= Francesca Primas =

Italian astronomer

Francesca Primas is an Italian astronomer at the European Southern Observatory in Germany. Her research studies the historical evolution of chemical abundances in the Milky Way and its satellite galaxies; she is also known for her activism for improving the gender balance of professional astronomy.

==Education and career==
Primas was a high school student in Gorizia, and studied astronomy at the University of Trieste, both in Italy. She earned a laurea (the Italian equivalent of a master's degree) in 1992, and completed a PhD there in 1995.

After postdoctoral research at the University of Chicago in the US from 1995 to 1997, and at the European Southern Observatory from 1997 to 2000, she continued at the European Southern Observatory as a support astronomer beginning in 2000, became head of the user support department in 2006, and was promoted to full astronomer in 2015.

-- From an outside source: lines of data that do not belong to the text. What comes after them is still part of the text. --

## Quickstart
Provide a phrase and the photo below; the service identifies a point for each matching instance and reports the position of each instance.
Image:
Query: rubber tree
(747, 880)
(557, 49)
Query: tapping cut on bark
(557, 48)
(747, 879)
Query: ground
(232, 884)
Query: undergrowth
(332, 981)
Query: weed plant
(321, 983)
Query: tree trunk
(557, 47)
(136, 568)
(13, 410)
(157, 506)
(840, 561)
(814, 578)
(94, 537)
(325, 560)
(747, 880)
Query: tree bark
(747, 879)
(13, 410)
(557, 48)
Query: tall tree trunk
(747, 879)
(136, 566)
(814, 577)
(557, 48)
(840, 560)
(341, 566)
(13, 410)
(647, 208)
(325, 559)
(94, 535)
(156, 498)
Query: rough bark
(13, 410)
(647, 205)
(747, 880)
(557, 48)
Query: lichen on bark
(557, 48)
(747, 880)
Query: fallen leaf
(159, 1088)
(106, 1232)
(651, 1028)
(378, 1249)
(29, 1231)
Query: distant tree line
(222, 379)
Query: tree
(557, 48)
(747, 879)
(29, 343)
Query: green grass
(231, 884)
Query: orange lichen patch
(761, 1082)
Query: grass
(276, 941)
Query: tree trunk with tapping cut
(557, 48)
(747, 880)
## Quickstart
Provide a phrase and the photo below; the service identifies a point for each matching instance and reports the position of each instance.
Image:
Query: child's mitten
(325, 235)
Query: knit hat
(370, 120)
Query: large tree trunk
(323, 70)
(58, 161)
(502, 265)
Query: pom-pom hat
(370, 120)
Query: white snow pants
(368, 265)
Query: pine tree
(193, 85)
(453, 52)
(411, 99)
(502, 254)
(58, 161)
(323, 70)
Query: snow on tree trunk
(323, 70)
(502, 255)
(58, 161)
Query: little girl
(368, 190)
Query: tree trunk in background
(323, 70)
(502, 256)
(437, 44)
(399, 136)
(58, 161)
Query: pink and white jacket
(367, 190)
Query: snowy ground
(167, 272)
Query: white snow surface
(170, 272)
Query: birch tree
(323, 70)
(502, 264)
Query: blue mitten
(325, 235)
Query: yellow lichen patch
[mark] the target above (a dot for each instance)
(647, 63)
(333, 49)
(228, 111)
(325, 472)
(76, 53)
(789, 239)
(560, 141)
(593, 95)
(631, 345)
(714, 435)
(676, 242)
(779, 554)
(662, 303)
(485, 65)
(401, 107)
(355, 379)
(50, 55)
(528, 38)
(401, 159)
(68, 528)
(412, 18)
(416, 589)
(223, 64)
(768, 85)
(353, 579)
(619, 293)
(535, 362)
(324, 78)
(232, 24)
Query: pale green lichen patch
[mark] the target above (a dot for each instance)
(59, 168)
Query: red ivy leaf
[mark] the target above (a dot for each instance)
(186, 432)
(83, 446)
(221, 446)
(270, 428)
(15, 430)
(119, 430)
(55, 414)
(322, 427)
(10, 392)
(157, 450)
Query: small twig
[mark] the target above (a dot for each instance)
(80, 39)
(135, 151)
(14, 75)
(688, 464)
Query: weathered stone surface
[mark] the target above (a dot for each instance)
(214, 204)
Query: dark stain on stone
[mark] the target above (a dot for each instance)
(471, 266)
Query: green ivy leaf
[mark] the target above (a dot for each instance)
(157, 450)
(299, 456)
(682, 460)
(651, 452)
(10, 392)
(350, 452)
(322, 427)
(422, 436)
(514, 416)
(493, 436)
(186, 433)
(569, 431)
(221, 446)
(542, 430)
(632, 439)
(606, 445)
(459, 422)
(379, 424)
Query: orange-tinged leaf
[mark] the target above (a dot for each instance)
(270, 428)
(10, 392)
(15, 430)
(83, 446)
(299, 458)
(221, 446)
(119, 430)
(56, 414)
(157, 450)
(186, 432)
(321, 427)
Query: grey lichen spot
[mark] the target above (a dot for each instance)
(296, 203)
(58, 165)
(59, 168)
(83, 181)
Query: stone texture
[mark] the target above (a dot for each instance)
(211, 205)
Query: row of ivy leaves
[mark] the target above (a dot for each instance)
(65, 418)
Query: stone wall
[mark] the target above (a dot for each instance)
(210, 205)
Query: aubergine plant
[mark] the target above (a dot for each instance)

In approximately 2008, she authored a study of gender distribution among European Southern Observatory astronomers. The low representation she found, with only 18% of ESO astronomers identifying as female, sparked significant discussion and change at the observatory, and she became a co-founder of the observatory's Diversity and Inclusion Committee. She has also chaired the Working Group on Women in Astronomy of the International Astronomical Union (IAU), and directed an IAU project to publicize the work of over 600 women in astronomy.

==Recognition==
In 2023, Primas was named as the inaugural recipient of the Nancy Grace Roman Award for Promoting Gender Equity of the Astronomical Society of the Pacific.